Dump in the recommended sealant volume and install the tire bead back onto the rim. You will likely need a high volume floor pump, charger pump or a compressor to re-set the tire bead onto the rim. Pump it back up until the tire seats completely – don’t be alarmed if you hear a loud pop, and don’t exceed the tire’s maximum pressure. Once the bead is seated on both sides, you can then set your tires back to your preferred riding pressure.

Brake Pads and Rotors

Check to see that there is an adequate amount of brake pad left – this goes for disc brake and rim brake systems. Many rim brake pads will have a small line indicating their wear limit. If you are running disc brakes, you want to see about 2.5mm of brake pad material left. If the brake pads are worn past this point it’s a good idea to replace them. Also check to see if the pads are wearing evenly. If one is significantly more worn than the other, it could result in the pad backing contacting the rotor and generally poor braking, as well as damage to the rotors. 

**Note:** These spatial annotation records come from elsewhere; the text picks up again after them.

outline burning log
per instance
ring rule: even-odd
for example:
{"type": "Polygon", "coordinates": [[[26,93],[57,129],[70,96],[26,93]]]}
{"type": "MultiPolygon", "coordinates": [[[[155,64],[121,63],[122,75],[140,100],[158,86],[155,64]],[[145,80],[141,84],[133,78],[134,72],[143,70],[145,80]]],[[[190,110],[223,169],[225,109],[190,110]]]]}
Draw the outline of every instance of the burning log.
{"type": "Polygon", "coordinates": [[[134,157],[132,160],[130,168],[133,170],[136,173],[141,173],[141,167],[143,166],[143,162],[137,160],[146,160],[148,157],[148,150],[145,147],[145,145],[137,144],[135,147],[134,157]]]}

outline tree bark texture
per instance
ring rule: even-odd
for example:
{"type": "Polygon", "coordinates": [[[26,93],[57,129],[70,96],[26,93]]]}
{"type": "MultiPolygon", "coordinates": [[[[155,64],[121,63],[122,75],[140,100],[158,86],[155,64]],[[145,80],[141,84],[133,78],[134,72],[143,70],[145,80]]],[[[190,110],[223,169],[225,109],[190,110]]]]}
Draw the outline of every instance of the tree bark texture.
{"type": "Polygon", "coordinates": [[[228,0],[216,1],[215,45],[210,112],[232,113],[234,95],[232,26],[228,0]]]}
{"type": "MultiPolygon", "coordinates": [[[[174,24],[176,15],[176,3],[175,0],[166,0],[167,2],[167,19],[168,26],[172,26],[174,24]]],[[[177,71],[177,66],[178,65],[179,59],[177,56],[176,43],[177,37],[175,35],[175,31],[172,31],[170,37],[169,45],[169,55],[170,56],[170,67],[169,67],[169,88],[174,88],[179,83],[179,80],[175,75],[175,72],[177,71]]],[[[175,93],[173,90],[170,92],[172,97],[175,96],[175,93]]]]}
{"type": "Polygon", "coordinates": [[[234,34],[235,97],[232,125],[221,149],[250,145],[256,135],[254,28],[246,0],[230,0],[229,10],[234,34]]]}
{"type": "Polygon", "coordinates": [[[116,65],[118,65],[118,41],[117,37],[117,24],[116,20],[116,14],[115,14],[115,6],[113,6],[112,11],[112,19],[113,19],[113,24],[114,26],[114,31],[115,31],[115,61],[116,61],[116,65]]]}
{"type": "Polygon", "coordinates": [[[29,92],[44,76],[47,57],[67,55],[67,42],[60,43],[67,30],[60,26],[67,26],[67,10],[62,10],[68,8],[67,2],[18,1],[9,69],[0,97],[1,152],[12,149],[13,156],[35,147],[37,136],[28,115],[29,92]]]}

If your brake pads are worn down to the metal it is most definitely time to replace not only the brake pads but the rotors as well. More about this topic in our next post!

Drivetrain

If you are experiencing poor shifting regardless of derailleur adjustments, excessive noise from your chain, or excessive chain slap, it’s probably time for a new chain and or cassette. If the cassette has excessive burring on the teeth of the cogs a brand new chain may not sync with old cassette and may slip or pop in certain gears. Shifting performance will also suffer. Other ways to look for wear on your drivetrain, is if the teeth of the cogs, or the teeth of your chain rings have a very sharp shark tooth profile on the loaded edge. If you notice this shark tooth profile then it is time to replace. Our chain tool is ready to do the job, even for new Sram AXS 12-speed drivetrains. 

Visit Your Local Bike Shop

If you’re uncomfortable making any of these repairs, or unsure of if you should replace a part due to wear, always be sure to take your bike to your local bike shop. But having this information can at least help you be informed, and help you and your mechanic communicate. 

Mike Gavagan is the owner and sole mechanic of Gav the Mechanic. Mike has years of retail service experience, but has also worked for numerous pro and amateur teams such as Drapac Cycling, Specialized S-Racing, Rally UHC, and Slipstream Sports.